On Feb  8 09:58, Greta Yorsh wrote:
> The attached patch provides a new implementation of strcmp for ARM, using
> LDRD instead of LDR whenever possible.
> For older architectures that do not support LDRD, this implementation uses
> the same algorithm as before. 
> This patch replaces strcmp.c with strcmp.S. The huge inline assembly from
> strcmp.c was converted into plain assembly and included in strcmp.S under
> the appropriate predefines.
> Testing and benchmarking:
> * Validation: successfully passes a test that compares different strings of
> length 1-128 and offsets 0-8 from a word boundary. Checked on qemu/A15/A9,
> ARM/Thumb mode, Big/Little Endian.
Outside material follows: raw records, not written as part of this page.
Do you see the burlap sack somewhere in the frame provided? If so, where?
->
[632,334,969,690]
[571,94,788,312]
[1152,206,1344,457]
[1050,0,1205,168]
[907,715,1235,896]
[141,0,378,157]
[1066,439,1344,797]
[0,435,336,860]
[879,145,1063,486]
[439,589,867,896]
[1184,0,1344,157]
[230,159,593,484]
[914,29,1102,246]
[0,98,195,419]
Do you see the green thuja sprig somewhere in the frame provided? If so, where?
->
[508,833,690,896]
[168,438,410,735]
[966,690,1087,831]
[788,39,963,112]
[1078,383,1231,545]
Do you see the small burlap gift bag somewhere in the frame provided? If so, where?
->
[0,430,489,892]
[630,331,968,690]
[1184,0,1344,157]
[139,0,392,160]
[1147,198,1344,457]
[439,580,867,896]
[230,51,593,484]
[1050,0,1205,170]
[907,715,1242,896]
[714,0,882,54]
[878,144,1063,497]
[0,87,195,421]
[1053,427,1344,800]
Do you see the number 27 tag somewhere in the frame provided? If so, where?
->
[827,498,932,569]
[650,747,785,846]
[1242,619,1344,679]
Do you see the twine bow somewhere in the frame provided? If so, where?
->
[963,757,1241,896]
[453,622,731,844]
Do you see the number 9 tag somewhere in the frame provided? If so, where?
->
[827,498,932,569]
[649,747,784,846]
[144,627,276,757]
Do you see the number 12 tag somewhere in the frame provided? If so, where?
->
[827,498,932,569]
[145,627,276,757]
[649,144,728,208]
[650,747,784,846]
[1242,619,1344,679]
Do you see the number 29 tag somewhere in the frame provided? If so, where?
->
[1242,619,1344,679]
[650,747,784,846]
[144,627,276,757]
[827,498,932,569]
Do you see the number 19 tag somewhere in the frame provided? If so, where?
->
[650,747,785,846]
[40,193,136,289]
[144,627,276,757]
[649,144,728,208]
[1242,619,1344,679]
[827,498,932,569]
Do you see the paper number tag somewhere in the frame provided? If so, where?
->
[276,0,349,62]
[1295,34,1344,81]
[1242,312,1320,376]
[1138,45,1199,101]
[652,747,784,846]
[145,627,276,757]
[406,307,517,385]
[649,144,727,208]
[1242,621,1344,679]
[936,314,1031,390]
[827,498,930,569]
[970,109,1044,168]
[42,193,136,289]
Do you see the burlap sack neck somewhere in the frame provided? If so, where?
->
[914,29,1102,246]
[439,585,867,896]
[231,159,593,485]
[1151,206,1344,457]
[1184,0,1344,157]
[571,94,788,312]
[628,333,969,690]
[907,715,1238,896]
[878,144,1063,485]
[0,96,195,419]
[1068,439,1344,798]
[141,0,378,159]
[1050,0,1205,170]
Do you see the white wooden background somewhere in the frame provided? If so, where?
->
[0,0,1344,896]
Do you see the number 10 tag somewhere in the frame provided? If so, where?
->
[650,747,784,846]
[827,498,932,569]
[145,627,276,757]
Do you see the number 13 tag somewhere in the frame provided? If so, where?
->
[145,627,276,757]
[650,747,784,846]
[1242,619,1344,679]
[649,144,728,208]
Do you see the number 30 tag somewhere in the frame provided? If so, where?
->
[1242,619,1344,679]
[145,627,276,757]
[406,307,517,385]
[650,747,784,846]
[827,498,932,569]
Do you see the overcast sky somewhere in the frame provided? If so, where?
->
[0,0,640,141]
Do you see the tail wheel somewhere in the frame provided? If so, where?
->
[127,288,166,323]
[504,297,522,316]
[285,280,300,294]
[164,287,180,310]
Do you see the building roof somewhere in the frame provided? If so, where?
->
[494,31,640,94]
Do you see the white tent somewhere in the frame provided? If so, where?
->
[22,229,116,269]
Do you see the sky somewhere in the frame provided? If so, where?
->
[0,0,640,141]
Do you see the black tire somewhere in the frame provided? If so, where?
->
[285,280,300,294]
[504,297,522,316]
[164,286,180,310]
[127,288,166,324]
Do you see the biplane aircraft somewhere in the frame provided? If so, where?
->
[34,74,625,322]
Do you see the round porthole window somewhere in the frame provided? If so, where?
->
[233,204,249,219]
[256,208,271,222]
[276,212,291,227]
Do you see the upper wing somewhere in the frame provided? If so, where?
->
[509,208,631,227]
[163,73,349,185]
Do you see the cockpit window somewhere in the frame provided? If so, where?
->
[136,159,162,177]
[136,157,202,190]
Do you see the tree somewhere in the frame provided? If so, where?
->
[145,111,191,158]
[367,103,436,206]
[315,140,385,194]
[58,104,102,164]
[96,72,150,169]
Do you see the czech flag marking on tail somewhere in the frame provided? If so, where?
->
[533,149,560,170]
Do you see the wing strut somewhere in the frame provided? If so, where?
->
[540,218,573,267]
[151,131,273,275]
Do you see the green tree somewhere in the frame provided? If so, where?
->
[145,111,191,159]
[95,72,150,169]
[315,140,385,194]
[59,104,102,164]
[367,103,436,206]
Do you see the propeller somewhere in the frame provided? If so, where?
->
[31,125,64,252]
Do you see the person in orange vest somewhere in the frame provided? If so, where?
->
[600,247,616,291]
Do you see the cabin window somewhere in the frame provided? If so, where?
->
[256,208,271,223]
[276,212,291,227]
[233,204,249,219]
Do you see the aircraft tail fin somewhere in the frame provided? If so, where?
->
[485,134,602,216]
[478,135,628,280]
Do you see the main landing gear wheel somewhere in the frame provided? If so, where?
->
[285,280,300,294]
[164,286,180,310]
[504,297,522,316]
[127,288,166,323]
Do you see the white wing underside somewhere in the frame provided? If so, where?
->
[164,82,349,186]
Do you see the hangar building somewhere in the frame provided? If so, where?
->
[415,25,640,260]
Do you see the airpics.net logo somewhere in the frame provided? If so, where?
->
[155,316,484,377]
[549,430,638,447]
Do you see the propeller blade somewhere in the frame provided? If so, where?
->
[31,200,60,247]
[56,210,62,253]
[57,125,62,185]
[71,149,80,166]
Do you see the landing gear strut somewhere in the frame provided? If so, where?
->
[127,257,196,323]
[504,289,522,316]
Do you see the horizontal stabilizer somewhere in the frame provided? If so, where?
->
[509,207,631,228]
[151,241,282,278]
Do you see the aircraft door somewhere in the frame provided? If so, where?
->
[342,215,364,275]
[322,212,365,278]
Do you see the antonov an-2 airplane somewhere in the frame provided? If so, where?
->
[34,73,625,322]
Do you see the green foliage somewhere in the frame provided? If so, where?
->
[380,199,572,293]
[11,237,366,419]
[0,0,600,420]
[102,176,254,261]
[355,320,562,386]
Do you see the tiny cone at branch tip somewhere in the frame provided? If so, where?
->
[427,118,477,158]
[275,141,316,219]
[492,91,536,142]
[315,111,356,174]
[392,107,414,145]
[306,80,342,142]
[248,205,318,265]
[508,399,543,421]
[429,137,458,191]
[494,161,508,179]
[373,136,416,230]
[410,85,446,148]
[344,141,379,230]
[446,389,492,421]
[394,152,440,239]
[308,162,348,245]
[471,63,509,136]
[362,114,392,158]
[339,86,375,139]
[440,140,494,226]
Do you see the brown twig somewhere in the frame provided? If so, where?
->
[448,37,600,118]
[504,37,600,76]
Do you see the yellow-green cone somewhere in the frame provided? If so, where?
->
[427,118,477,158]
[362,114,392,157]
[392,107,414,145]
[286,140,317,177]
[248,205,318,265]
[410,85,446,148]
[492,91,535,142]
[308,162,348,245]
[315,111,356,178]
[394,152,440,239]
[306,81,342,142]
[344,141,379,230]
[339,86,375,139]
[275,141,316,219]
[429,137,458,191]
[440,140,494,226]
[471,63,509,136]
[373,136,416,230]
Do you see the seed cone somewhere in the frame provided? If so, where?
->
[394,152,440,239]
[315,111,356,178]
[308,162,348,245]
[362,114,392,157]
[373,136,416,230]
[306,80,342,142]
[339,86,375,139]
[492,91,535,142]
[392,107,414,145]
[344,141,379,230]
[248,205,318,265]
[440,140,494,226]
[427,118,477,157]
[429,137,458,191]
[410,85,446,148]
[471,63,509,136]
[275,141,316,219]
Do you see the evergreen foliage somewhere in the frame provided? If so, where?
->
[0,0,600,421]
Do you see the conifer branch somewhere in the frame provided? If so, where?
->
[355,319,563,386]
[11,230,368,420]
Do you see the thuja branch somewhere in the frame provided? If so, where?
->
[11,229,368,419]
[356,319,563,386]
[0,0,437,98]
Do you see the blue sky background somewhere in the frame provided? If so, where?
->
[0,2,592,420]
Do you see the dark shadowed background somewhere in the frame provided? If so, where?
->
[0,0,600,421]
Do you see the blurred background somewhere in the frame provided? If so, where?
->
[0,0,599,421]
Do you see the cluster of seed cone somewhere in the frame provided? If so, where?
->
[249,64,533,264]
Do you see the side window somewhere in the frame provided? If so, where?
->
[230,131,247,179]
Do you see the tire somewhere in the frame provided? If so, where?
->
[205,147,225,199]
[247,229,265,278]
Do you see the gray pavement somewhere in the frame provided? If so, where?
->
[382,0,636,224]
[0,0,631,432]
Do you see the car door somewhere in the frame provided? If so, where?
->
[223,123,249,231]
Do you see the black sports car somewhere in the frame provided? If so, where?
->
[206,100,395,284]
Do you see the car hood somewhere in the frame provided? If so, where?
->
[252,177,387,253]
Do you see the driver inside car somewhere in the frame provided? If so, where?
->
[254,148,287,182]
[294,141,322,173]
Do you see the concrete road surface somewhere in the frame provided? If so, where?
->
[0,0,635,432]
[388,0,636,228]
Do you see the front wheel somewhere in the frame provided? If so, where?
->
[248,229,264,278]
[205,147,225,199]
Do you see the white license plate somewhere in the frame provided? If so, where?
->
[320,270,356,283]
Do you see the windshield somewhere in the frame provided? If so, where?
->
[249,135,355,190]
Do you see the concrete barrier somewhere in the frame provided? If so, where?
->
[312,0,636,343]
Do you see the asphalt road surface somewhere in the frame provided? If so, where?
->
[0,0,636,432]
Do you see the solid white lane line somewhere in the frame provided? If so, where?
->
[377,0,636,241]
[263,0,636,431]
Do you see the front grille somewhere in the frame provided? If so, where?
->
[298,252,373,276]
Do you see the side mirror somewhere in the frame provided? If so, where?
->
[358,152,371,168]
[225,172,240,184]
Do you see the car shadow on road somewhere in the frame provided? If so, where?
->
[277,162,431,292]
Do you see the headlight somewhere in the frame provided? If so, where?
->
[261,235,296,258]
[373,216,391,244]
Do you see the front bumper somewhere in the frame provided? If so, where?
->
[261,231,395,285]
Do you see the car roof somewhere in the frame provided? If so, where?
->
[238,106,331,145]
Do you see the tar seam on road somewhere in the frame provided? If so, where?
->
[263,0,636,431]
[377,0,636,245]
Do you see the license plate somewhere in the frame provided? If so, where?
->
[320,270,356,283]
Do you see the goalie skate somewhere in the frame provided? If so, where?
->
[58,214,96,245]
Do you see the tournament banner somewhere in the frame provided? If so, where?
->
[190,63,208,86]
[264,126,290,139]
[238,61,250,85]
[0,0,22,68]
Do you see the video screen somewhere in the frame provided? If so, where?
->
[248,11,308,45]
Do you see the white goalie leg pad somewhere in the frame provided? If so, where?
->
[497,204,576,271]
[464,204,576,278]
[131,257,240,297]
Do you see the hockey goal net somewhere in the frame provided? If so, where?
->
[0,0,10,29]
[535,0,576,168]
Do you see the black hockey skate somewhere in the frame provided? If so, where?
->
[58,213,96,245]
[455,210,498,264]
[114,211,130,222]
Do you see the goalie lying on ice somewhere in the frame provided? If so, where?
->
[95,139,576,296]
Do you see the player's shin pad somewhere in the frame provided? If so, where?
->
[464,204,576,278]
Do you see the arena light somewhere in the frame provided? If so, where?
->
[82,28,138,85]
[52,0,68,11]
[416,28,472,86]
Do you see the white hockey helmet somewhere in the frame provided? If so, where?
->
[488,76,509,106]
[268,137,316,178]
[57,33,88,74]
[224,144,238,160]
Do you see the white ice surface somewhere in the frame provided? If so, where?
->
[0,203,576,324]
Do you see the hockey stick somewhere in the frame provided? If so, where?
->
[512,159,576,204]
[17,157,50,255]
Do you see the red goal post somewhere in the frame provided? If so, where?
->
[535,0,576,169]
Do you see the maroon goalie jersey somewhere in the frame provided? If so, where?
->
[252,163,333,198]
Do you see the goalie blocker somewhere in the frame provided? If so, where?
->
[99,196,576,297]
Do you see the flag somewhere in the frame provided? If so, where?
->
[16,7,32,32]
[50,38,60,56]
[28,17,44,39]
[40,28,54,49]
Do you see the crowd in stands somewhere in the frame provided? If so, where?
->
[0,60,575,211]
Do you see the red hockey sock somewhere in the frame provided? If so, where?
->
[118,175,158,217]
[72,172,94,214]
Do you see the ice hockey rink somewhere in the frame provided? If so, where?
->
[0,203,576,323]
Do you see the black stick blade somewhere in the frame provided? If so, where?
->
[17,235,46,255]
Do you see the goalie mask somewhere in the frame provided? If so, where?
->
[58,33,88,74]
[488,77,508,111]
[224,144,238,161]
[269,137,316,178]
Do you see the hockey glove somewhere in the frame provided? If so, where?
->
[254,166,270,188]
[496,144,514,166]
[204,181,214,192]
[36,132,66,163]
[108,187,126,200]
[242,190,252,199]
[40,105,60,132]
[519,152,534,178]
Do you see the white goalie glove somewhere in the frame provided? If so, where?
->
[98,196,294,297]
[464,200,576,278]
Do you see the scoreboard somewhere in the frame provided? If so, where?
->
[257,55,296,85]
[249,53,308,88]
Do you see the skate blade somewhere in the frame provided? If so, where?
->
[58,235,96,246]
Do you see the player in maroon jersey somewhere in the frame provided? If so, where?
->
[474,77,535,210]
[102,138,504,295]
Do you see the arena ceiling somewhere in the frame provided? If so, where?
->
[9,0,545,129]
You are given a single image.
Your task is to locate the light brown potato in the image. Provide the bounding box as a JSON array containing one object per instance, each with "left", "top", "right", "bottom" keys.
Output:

This test is also added to newlib
> testsuite as part of this patch.
> * Integration with gcc: no regression on qemu for arm-none-eabi --with-cpu
> a15/a9 --with-mode arm/thumb.
> * Performance (relative to the current strcmp in newlib, only in ARM mode): 
> On Dhrystone, the new implementation (ldrd) is 22% faster on Cortex-A15
> FPGA, and 16% on Cortex-A9 VE2. 
> On synthetic benchmarks, which measure the average number of cycles for
> strcmp on strings of length 4-128K and offsets 0,1,2,3,4,8 from a word
> boundary, where the strings are equal, the new implementation is three times
> faster for long strings, when the input strings have the same offset from a
> word boundary, and up to 30% faster in other cases, on both A15 FPGA and A9
> VE2.
> newlib/ChangeLog
> 2012-02-08  Greta Yorsh  <Greta.Yorsh@arm.com>
> 	* libc/machine/arm/strcmp.S: New File.
> 	* libc/machine/arm/strcmp.c: Deleted.
> 	* libc/machine/arm/Makefile.am: Replaces strcmp.c with strcmp.S
> 	* libc/machine/arm/Makefile.in: Regenerated. 
>       * testsuite/newlib.string/strcmp-1.c: New file.

Thanks for the patch.  Applied.